The individual retroreflectors 91 to 93 can be identified without a doubt on the basis of the optical coding, in other words by the time at which they respond to an incident light beam.

So it is already in use, for example four light sources of different wavelengths and three Retroreflectors on each body, their distance and identities tity should be determined, possible four different ones Bodies, for example docking partners for a satellite to identify.

An additional evaluation of the degree of reflection and / or the geometrical arrangement enables even more bodies to be identified: FIG. 2c schematically shows the different reflectivities of the individual retroreflectors.

The above is an example of the invention using a schematic embodiment has been shown: At an actual realization is a matter of course various modifications possible:

For example, the lens 6 can be a lens of variable focal length, for example a zoom lens or a lens with switchable lens elements, in order to achieve a higher resolution within a certain distance measuring range.

A wide variety of light sources can be used as light sources, for example lasers can be used. Furthermore, it is  possible to use a light source, the difference filter upstream.

Also the number of light sources and that of the retrore flectors not be on that of the embodiment limits.

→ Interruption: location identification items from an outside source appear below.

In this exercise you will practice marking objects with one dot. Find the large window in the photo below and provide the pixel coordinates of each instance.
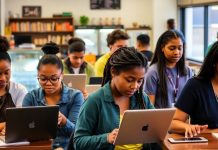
(200, 26)
(212, 23)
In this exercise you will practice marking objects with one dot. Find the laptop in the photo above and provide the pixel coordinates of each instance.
(95, 80)
(75, 81)
(92, 88)
(144, 126)
(31, 123)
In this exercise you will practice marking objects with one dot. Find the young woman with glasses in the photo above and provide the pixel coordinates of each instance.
(54, 92)
(11, 93)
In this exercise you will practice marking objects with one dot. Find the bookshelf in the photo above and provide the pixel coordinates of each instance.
(43, 30)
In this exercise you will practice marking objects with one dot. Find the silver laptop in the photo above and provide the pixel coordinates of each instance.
(75, 81)
(31, 123)
(92, 88)
(144, 126)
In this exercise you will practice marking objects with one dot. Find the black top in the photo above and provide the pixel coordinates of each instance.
(199, 101)
(148, 54)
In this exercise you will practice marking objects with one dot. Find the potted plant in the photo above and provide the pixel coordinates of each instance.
(84, 20)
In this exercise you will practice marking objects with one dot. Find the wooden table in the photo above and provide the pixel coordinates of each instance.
(212, 143)
(41, 145)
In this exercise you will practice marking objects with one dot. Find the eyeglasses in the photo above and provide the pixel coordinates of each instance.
(52, 79)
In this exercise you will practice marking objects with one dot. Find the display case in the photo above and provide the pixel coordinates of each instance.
(24, 67)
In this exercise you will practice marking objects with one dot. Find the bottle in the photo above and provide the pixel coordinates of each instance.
(12, 42)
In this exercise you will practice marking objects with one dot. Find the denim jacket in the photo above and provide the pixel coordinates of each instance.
(69, 105)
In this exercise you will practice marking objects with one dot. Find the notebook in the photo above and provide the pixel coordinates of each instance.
(75, 81)
(144, 126)
(31, 123)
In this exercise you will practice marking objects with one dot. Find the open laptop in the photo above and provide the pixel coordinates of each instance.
(31, 123)
(144, 126)
(75, 81)
(95, 80)
(92, 88)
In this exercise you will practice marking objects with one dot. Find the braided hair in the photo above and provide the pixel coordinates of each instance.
(124, 59)
(160, 59)
(50, 49)
(208, 68)
(4, 47)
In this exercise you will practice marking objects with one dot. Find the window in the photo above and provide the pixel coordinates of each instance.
(200, 27)
(212, 24)
(194, 33)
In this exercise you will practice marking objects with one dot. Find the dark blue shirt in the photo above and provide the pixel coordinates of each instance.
(199, 101)
(69, 105)
(98, 116)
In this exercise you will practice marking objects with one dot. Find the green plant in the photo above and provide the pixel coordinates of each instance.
(84, 20)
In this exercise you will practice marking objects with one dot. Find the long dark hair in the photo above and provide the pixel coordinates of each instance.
(160, 59)
(4, 47)
(123, 59)
(50, 49)
(208, 68)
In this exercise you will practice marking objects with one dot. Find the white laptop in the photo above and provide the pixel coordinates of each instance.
(75, 81)
(144, 126)
(30, 124)
(92, 88)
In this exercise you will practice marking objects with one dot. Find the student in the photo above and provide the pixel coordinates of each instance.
(11, 93)
(54, 92)
(199, 100)
(167, 73)
(100, 115)
(115, 40)
(143, 45)
(74, 63)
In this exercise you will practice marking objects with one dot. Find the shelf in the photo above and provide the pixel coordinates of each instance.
(47, 32)
(42, 30)
(40, 19)
(100, 27)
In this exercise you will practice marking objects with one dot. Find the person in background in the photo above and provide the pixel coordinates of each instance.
(54, 92)
(199, 100)
(11, 93)
(210, 45)
(115, 40)
(122, 89)
(74, 63)
(171, 25)
(167, 73)
(143, 45)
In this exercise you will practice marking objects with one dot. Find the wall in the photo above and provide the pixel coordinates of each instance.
(149, 12)
(129, 12)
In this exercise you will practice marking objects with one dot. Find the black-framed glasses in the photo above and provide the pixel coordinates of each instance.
(52, 79)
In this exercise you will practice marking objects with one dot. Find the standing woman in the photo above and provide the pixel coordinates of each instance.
(11, 94)
(199, 100)
(167, 73)
(75, 63)
(121, 90)
(54, 92)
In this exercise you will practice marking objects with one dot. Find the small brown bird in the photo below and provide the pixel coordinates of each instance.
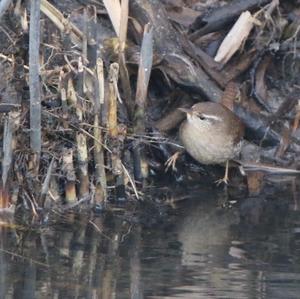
(212, 134)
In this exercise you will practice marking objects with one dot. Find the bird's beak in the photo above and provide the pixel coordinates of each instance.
(188, 111)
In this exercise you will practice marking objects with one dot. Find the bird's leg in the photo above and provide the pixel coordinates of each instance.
(171, 162)
(225, 179)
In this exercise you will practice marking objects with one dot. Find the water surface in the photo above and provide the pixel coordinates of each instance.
(210, 244)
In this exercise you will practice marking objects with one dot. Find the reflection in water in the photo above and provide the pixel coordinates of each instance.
(192, 250)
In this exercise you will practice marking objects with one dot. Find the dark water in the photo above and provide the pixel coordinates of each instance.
(196, 248)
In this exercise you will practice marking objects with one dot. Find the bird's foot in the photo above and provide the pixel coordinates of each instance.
(171, 162)
(224, 180)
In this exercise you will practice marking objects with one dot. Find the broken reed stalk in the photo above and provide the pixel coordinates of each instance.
(124, 76)
(34, 80)
(100, 180)
(113, 131)
(145, 66)
(70, 176)
(82, 152)
(12, 122)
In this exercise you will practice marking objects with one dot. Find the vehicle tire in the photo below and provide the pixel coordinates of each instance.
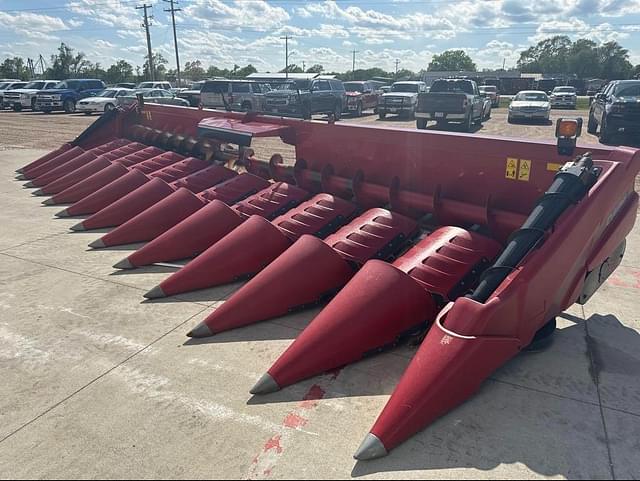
(605, 132)
(592, 125)
(69, 106)
(469, 123)
(337, 111)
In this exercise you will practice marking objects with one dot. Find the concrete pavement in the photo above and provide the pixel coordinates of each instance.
(97, 383)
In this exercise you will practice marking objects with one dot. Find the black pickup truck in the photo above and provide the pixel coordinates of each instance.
(616, 109)
(450, 100)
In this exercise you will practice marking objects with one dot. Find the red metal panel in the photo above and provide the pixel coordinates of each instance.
(442, 259)
(276, 200)
(372, 235)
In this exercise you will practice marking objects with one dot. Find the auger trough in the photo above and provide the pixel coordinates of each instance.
(468, 245)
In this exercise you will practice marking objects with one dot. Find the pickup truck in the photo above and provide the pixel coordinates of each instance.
(66, 94)
(451, 100)
(401, 99)
(307, 97)
(361, 96)
(616, 109)
(25, 97)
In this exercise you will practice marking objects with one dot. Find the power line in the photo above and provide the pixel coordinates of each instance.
(146, 26)
(353, 69)
(173, 11)
(286, 55)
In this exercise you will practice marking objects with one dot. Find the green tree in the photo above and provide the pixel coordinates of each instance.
(317, 68)
(159, 65)
(121, 71)
(14, 68)
(548, 56)
(293, 68)
(452, 61)
(244, 72)
(583, 59)
(194, 70)
(614, 61)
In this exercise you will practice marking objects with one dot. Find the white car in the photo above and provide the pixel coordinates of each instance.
(25, 97)
(103, 101)
(530, 105)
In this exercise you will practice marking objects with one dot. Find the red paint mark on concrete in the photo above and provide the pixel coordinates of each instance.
(274, 444)
(312, 397)
(264, 464)
(293, 421)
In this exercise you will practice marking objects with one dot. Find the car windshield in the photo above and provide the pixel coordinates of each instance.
(628, 90)
(109, 93)
(531, 97)
(35, 85)
(413, 88)
(354, 87)
(463, 86)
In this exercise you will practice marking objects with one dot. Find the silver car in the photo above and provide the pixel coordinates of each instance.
(240, 95)
(530, 105)
(153, 96)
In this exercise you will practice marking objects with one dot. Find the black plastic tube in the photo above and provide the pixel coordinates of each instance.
(569, 186)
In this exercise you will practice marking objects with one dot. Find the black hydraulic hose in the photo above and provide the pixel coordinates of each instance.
(569, 186)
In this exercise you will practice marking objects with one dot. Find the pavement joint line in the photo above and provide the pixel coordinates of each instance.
(101, 376)
(596, 381)
(88, 276)
(56, 234)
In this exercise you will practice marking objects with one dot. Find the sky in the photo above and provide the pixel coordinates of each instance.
(228, 32)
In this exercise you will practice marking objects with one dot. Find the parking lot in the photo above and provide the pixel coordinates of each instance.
(36, 130)
(97, 384)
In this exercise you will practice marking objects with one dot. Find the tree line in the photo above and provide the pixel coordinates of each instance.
(556, 55)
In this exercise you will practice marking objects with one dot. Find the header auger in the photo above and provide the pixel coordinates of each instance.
(467, 245)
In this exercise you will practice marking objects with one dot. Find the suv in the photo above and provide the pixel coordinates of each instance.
(616, 109)
(401, 99)
(9, 85)
(66, 94)
(361, 96)
(154, 85)
(451, 100)
(192, 94)
(491, 91)
(564, 97)
(308, 97)
(25, 97)
(244, 95)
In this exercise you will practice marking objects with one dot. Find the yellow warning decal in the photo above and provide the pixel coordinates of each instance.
(524, 172)
(553, 167)
(511, 172)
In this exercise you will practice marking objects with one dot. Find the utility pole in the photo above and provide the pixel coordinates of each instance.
(173, 11)
(353, 69)
(286, 55)
(146, 26)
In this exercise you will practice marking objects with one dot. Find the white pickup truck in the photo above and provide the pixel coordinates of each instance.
(25, 97)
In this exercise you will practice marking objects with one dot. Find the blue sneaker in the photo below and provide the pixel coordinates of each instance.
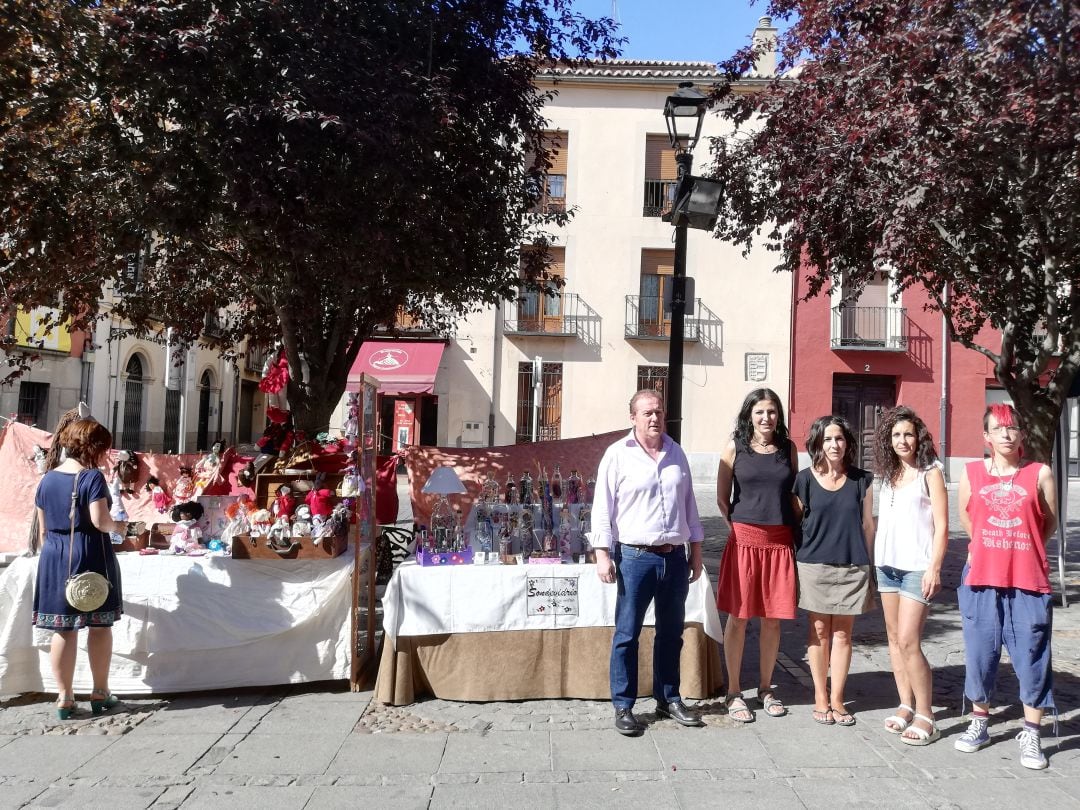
(976, 737)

For example, the difference can be used as a detector array Lichsten semiconductor components are used.

Claims (5)

1. Device for determining the distance between two bodies, one of which is a retroreflector unit with at least two spaced apart reflectors ( 91, 92, 93 ) and the other a lighting device ( 11, 12, 13, 14, 2, 3 ) for the retroreflector unit , A detector array ( 7 ) on which the individual reflectors of the retroreflector unit can be imaged by means of a lens ( 6 ) in such a way that the diameter of their images is larger than the diameter of a sensor element, and has a control unit which focuses on the images of the reflectors determined and the distance determined from the distance between the image focal points, characterized in that
that the individual retroreflectors ( 91, 92, 93 ) reflect light of different wavelengths,
that the lighting device emits light of different wavelengths successively, which is reflected by a retroreflector, and
that the control unit determines the distance from the temporally separated images of the retroreflectors. 2. Device according to claim 1, characterized in that for the additional determination of the relative position of the two bodies, the one body has at least three spaced-apart retroreflectors ( 91, 92, 93 ), the distance and / or reflection of which is different. 3. Device according to claim 1 or 2, characterized in that for identification under different body each body less retroreflectors has light as the illuminating device different wavelengths emitted. 4. Device according to one of claims 1 to 3, characterized in that each retroreflector Filter is attached, its spectral transmission only the reflection of light of a certain wavelength area allowed. 5. Device according to one of claims 1 to 4, characterized in that to adapt the sensor Field of view at different distances to be measured the focal length of the lens system can be changed.